On 18.02.25 17:10, Fokko Driesprong wrote:

    Reality is that Iceberg did write '-1' into current-snapshot-id
    (and other "non-exist" marker values for schema/spec/sort) instead
    of omitting the field.


Yes, but this is wrong. The spec dictates <https://iceberg.apache.org/spec/#table-metadata-fields> under current-snapshot-id:

    long ID of the current table snapshot; must be the same as the
    current ID of the main branch in refs.

True, it's wrong. (Or: Iceberg violated its own spec ;) )

In the Java 1.7.1 code, we don't see this entry in refs <https://github.com/apache/iceberg/blob/4a432839233f2343a9eae8255532f911f06358ef/core/src/test/java/org/apache/iceberg/rest/responses/TestLoadTableResponseParser.java#L110-L111>. My point is, we need to exclude -1 from that as well. My concern is that this is a slippery slope, and start encoding all kinds of historical bugs into the spec.

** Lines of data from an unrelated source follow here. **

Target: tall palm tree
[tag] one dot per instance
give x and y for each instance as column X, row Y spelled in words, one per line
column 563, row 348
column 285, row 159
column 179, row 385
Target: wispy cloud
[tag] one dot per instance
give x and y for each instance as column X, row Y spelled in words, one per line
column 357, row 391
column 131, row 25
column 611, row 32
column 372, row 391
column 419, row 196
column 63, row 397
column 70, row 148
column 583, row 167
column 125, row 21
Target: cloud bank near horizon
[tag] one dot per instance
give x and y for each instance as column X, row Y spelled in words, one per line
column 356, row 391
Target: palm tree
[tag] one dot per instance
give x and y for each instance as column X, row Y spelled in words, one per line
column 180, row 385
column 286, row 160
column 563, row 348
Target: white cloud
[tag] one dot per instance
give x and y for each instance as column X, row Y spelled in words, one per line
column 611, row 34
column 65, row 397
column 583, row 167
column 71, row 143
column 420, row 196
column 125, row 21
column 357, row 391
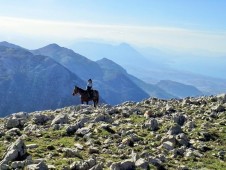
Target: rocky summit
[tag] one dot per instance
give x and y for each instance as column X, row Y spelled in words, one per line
column 189, row 133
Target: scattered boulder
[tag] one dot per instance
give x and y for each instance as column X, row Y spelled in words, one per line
column 17, row 151
column 60, row 119
column 152, row 124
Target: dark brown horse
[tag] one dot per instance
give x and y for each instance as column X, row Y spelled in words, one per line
column 85, row 96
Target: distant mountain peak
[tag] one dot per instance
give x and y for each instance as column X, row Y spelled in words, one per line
column 10, row 45
column 109, row 64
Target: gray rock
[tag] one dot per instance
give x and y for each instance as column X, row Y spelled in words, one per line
column 4, row 167
column 142, row 164
column 71, row 129
column 174, row 130
column 179, row 119
column 16, row 151
column 93, row 150
column 190, row 125
column 169, row 138
column 13, row 132
column 124, row 165
column 31, row 146
column 40, row 118
column 82, row 131
column 103, row 118
column 152, row 124
column 11, row 122
column 168, row 145
column 221, row 98
column 97, row 167
column 39, row 166
column 18, row 164
column 60, row 119
column 218, row 108
column 182, row 139
column 71, row 153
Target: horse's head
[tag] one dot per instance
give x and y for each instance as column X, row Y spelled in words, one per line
column 75, row 91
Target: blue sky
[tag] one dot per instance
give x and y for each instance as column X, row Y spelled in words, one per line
column 183, row 25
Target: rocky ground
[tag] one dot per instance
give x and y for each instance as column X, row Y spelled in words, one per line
column 151, row 134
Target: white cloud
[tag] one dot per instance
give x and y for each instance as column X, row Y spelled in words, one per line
column 161, row 37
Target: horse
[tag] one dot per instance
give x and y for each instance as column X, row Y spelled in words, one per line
column 85, row 96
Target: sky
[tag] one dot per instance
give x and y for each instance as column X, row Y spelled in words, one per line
column 180, row 25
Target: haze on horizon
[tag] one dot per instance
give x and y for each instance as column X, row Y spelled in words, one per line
column 176, row 25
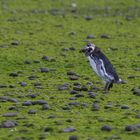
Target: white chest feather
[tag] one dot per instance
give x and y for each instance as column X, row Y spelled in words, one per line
column 93, row 65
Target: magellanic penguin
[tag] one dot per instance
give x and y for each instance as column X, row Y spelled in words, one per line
column 101, row 65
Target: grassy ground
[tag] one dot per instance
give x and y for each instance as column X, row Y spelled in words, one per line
column 31, row 29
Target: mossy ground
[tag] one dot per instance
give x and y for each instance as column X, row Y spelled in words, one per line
column 49, row 28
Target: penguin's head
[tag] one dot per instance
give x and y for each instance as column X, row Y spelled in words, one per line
column 89, row 48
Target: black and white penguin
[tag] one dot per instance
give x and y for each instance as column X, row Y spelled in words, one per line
column 101, row 65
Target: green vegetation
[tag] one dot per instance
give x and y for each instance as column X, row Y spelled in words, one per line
column 31, row 29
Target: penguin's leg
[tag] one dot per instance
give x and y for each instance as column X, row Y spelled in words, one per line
column 106, row 86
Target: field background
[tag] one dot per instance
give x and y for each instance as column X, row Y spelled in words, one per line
column 48, row 89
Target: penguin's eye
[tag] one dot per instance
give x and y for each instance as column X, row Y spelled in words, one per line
column 90, row 49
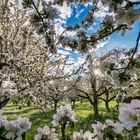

Quite slippery, yes. But the -1 values are out there in the wild. The (special) meaning of that value needs to be in the spec IMHO.

    I don't think there is any reason to change the behavior of
    writing null / missing unless that's really a point of
    confusion for folks.


This is laid out in the reader/writer requirements <https://iceberg.apache.org/spec/#writer-requirements>, and should be updated if it is confusing.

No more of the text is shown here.